Comment 13 for bug 330298

Revision history for this message
RnSC (webclark) wrote : Re: mdadm software raid breaks on intrepid-jaunty upgrade

The title definitely happened to me.

System boots off of a simple, separate disk.
Two 500GB disks (sdb, sdc) were mirrored with md, then a VG created, a LV, and ext3 on top. Simple, worked great. /etc/mdadm/mdadm.conf did NOT list the configuration, but rather depended on a scan to figure it all out every boot. I did not set this up. I just ran mdadm and vgxxx lvxxx commands to create it all on install. Never touched the .conf.

Upgraded 0810 to 0904.
This is where I get fuzzy, did not keep good records.

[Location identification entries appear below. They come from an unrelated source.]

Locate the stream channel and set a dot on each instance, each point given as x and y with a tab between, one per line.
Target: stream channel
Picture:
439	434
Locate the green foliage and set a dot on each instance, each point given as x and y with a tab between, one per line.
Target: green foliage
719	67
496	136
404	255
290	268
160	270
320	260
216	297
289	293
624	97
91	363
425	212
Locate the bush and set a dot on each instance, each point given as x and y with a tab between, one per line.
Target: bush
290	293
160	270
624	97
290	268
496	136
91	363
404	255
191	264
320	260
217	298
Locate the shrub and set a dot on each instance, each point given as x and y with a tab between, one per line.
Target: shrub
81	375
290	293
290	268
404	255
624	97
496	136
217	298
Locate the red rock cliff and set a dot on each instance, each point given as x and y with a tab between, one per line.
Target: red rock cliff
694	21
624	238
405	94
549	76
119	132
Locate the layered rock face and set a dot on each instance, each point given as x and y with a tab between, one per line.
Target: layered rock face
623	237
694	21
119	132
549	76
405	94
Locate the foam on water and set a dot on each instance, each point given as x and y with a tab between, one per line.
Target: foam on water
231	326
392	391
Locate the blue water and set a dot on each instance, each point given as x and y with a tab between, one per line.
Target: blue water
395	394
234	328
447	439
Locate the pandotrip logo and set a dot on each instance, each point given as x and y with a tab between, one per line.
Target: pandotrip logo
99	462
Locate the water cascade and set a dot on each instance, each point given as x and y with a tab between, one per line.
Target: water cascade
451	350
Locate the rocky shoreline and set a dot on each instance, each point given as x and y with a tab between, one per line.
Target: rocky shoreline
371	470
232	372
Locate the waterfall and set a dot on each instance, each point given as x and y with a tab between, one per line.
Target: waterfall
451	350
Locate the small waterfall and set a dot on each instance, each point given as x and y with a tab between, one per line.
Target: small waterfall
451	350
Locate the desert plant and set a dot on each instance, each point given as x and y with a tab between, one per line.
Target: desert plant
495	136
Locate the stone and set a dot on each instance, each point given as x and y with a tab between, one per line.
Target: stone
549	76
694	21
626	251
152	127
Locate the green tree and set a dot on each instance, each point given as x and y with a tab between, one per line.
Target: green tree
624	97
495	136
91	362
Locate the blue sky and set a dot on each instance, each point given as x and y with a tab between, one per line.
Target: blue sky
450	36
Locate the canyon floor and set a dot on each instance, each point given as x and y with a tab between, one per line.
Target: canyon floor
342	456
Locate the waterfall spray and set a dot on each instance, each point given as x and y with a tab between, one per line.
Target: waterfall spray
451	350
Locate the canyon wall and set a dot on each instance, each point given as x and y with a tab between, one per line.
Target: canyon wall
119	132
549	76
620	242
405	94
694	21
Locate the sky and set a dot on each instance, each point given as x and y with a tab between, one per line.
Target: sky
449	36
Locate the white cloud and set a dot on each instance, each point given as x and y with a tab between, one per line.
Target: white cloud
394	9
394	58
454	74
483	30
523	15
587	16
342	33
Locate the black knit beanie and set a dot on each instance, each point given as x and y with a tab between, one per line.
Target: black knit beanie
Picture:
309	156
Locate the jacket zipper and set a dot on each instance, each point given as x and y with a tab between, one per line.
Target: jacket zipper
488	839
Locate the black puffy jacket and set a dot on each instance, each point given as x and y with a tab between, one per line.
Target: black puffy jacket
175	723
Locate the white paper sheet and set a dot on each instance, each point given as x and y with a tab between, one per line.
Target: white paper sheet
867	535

On boot, fsck failed saying that the volume did not exist.
mdadm at various times has told me that sdb did not exist, had a bad superblock, and was in use by another process. No doubt I caused some of my own problems. At a point in the past on a re-install of 0810 I they were not recognized and I recovered by setting one of the mirrors to fail, removing it, and readding it. Did not work this time. I continued to fiddle, as well as learn the syntax of mdadm (man page confusing (to me)).

At all times mdadm --examine /dev/sdb (or sdc) told me that both mirrors were fine / clean.

As I fiddled, one disk came on-line. I rebooted, and it was gone. I got it back. At one point I had two. Fool, I rebooted. Lost. After much fooling (wouldn't come back) I got one back. Am backing up to a non-md ext3 on a USB drive! Plan to wipe the disks and reinstall from scratch.

Error messages saying that /dev/sdb does not exist when I can dd blocks from it, or that it is in use by another process when (1) I have not run anything and (2) lsof does not show anything, and Statements that the Superblock is bad on a mirror that has been running for six monthes, and was healthy when I pushed the "upgrade" button and dead on reboot at the end of the install process ... are not helpful at all! Plus things were inconsistent.

It sure looks like something buggy / flakey is happening. I would suspect flakey hardware except that the system has been stable for 6 or 8 years, including up until I pressed "Upgrade". Two hours later, this.

Should I assume that 0904 is inherently stable, that this was just a botched "upgrade" proceedure not covering something that was changed, or should I re-install 0810?

Opinions and your rationale would be GREATLY appreciated.